Song Meaning
The lyrics paint a disorienting dreamscape where the narrator is flying with someone, but this figure feels distant and strange, a "stranger in my dream." The imagery is stark and unsettling: "eternity flashes in clouds," "God, darkness, and cliffs." This isn't a comforting dream; it's a flight through an unknown, potentially perilous void, emphasizing a sense of being lost or adrift with this spectral companion.
The central tension arises from the dream figure's insistence on their ephemeral nature: "I only dream myself to you / Don't forget about that." This creates a profound disconnect.
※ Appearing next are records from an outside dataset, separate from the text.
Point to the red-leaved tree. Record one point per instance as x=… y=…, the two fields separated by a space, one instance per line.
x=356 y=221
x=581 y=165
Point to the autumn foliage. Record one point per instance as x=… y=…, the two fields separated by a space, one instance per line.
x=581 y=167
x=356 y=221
The narrator is flying "upwards, to an unknown destination" with this being, yet simultaneously yearns for the "waking world," desperately asking "Oh my waking world, where are you, where are you?" This highlights a painful paradox: being intimately connected in a dream while feeling utterly alone and disconnected from reality.
The most striking aspect is the repeated motif of "fog and fog" as they fly together, suggesting a lack of clarity, direction, or substance in their shared experience. The dream figure is described as "hot from flight" as they whisper, adding a layer of intensity to their ethereal presence. The narrator's struggle is encapsulated in the line "Oh, how hard you are for me to dream," indicating the immense effort and pain involved in maintaining this dream connection, especially when it pulls them away from their desired reality.
This piece resonates because it captures the disquieting feeling of being pulled by an intense, yet ultimately insubstantial, connection. The stark, almost apocalyptic imagery paired with the intimate, yet desperate, plea for the waking world creates a powerful emotional landscape. The lyrics effectively convey the exhaustion and confusion of grappling with a dream that feels both vital and fundamentally unreal, leaving the listener with a lingering sense of yearning and unease.